Vintage have had a fantastic four nominations for this year's Costa Book Awards, which recognise the most enjoyable books of the year written by writers based in the UK and Ireland.
Harvill Secker author Karl Geary is nominated in the First Novel Award category for Montpelier Parade, a debut which unfolds in the sea-bright Dublin of early spring, about the things that remain unspoken between lovers. It is Karl's first novel, after stints as a scriptwriter and actor. The judges praised Montpelier Parade as "A beautifully-written story about the pain and wonder of love found in unexpected places."
The Biography Award sees Xiaolu Guo's Once Upon a Time in the East: A Story of Growing Up and Caroline Moorehead's A Bold and Dangerous Family: The Rosselllis and the Fight Against Mussolini both nominated.
Once Upon a Time in the East (Chatto & Windus) follows Xiaolu's own story from a run-down shack to a film school in a rapidly-changing Beijing, navigating Western boyfriends, underground art and censorship, before moving to Britain on a scholarship. The nomination is Xialou's latest, having previously received nominations for the Baileys Women's Prize for Fiction, the Orange Prize for Fiction and the International IMPAC Dublin Literary Award.
Caroline Moorehead receives her second Costa Biography Award nomination for A Bold and Dangerous Family (also Chatto & Windus), where she revisits the horros of Mussolini's Italy through the eyes of a bold and uncompromising family from Florence: Amelia, Carlo and Nello Rosselli. Through spending time with the surviving members of the family and by researching letters and diaries never previously translated into English, Caroline reveals – in all its intimacy – a family driven by loyalty, duty and courage, yet susceptible to all the self-doubt and fear that humans are prey to.

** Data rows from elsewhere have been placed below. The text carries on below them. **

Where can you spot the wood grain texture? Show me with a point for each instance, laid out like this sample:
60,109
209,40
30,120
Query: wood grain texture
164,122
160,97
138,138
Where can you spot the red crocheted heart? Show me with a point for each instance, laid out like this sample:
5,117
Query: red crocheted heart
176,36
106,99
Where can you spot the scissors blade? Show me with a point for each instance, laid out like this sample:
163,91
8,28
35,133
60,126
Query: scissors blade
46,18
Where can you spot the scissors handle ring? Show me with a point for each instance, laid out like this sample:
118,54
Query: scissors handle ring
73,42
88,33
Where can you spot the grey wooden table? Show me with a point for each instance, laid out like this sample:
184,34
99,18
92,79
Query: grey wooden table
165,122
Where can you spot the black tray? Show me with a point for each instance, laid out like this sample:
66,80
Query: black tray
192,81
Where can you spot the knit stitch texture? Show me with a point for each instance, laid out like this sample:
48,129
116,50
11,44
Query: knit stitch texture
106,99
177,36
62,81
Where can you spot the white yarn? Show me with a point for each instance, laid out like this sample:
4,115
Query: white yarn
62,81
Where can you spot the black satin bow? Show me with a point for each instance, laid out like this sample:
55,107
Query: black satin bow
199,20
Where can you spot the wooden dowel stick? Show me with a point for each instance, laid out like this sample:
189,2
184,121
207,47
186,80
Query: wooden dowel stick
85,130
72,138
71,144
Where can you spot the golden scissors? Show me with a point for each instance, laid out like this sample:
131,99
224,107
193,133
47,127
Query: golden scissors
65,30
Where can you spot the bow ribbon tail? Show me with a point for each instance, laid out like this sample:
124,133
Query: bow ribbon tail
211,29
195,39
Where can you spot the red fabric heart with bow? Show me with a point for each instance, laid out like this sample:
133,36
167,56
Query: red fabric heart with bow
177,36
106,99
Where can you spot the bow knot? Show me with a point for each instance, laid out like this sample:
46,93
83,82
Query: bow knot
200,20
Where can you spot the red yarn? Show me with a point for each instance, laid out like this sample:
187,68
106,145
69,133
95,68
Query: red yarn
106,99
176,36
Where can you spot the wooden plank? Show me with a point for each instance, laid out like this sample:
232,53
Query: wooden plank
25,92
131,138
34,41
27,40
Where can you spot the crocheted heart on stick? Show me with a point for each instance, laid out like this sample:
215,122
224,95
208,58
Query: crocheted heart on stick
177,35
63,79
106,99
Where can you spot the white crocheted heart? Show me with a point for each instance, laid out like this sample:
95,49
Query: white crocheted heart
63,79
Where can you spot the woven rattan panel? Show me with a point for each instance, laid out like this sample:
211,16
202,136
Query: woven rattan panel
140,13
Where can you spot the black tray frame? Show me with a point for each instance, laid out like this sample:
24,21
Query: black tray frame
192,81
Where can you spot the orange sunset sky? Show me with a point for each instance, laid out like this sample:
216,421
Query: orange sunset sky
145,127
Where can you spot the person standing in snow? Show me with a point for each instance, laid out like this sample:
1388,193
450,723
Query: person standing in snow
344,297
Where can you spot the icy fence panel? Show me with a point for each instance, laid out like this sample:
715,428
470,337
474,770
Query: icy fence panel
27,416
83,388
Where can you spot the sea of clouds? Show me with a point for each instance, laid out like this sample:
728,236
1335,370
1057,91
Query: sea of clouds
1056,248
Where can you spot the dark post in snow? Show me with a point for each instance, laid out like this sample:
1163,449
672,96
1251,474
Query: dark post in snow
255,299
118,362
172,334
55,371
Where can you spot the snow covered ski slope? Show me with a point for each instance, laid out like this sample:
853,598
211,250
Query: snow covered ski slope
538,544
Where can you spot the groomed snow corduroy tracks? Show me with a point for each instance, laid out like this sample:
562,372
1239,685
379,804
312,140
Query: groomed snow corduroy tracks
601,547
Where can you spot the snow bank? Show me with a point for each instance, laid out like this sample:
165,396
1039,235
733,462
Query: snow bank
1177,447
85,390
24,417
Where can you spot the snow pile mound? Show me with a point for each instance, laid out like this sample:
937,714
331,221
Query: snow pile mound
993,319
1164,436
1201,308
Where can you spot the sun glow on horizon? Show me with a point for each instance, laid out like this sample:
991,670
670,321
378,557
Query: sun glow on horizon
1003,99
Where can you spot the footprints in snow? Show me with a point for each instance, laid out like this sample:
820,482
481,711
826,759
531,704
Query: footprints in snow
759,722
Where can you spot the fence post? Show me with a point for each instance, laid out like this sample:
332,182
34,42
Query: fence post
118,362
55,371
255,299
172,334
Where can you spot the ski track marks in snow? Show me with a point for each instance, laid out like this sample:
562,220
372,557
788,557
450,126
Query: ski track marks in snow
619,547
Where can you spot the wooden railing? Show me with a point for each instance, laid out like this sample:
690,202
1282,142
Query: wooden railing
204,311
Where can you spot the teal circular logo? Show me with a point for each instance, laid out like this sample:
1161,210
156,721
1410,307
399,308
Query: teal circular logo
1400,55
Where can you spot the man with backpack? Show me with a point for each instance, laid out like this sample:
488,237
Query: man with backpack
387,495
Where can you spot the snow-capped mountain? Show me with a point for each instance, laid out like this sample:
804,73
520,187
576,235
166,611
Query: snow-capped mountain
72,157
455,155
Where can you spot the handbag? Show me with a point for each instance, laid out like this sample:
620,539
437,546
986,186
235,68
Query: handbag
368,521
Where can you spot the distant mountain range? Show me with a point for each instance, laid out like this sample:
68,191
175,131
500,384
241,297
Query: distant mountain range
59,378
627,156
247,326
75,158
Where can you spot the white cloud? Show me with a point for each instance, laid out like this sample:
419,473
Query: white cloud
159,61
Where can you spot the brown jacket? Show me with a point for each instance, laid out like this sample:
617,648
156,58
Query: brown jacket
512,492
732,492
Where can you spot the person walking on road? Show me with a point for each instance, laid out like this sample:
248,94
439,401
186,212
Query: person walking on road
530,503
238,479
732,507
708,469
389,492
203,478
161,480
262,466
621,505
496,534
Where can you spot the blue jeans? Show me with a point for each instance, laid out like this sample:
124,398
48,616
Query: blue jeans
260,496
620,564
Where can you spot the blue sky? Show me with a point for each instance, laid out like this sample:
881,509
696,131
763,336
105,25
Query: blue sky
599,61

In the Poetry Award, Kayo Chingonyi caps off Vintage and Chatto's stellar year with Kumukanda, his debut collection, which is a a powerful exploration of race, identity and masculinity, celebrating what it means to be British and not British, all at once. Celebrating its nomination, the judges called Kumukanda "energetic, skilled, tender and bold - this is an outstanding collection by a major new talent."